Dear ROOT experts,
I am trying to sort the events in TTree containing hundreds of branches and ~million events using RDataFrame.
The TTree has branches named GenModel_TChiWH_950_400, GenModel_TChiWH_900_400, .....
etc. For any given event only one of these is true and all other similar branches are false. So I want to create multiple root files by sorting the events according to GenModel_TChiWH_*. For example, I need to create SortedFile_GenModel_TChiWH_950_50.root
in which all events belong to GenModel_TChiWH_950_50 == true
.
Here is the script [1] I have. The issue I am facing is that the memory usage keeps growing as the files are produced. At the end, I think it consumes about 2.5 GB for an input file of 221 MB and ~130k events.
Is there a way to “clear some memory” inside the for loop? I am fine with increased computing time by some amount. I have turned off multi-threading since it reduces the memory usage to some extent.
Thanks,
Vinay
_ROOT Version: 6.26/07
_Platform: AlmaLinux release 9.4 (Seafoam Ocelot)
Compiler: Not Provided
[1]
import ROOT as rt
import sys
# rt.EnableImplicitMT() # Enable multi-threading.

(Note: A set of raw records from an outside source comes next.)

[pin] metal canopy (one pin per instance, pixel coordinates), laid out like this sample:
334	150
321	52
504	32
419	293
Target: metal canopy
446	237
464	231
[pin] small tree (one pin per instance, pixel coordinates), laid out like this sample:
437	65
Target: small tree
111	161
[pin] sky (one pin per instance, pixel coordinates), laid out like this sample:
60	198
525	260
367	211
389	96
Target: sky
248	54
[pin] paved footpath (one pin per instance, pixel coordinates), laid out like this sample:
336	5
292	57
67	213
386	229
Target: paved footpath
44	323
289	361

Not that helpful for this code. Can save some memory with single thread.
if __name__ == "__main__":
if len(sys.argv) != 3:
print("Usage: python3 makeTTreeForEachMass_v2.py <In_root_file> <OutFile string>")
sys.exit(1)
file_path = sys.argv[1]
outFnameSt = sys.argv[2]
print("Starting analysis")
tree_name = "Events"
df = rt.RDataFrame(tree_name, file_path)
Nentries = df.Count().GetValue()
print("Number of events:", Nentries)
# Get all branch names
branch_names = df.GetColumnNames()
# print(branch_names)
# Extract mass pairs from branch names
branchNamePatr = "GenModel_TChiWH_" # There are branches named GenModel_TChiWH_950_50, GenModel_TChiWH_950_400, etc. For a given event only one of these GenModel_TChiWH_* are 1 (true). Other GenModel_TChiWH_* are set to 0 (false).
mass_pairs = []
outFileNames = []
totalEvents = 0
for branch in branch_names:
branch_str = str(branch)
if str(branchNamePatr) in branch_str:
mXY = branch_str.split('_')[-2::]
mX = float(mXY[0])
mY = float(mXY[1])
mass_pairs.append((mX, mY, branch_str))
###########
df_temp = df.Filter(f"({branch} == 1)")
outName = outFnameSt+"_"+str(int(mX))+"_"+str(int(mY))+".root"
print("Creating file",outName)
df_temp.Snapshot("Events",outName) # write a TTree that contains events in which only GenModel_TChiWH_950_400 is true, for example.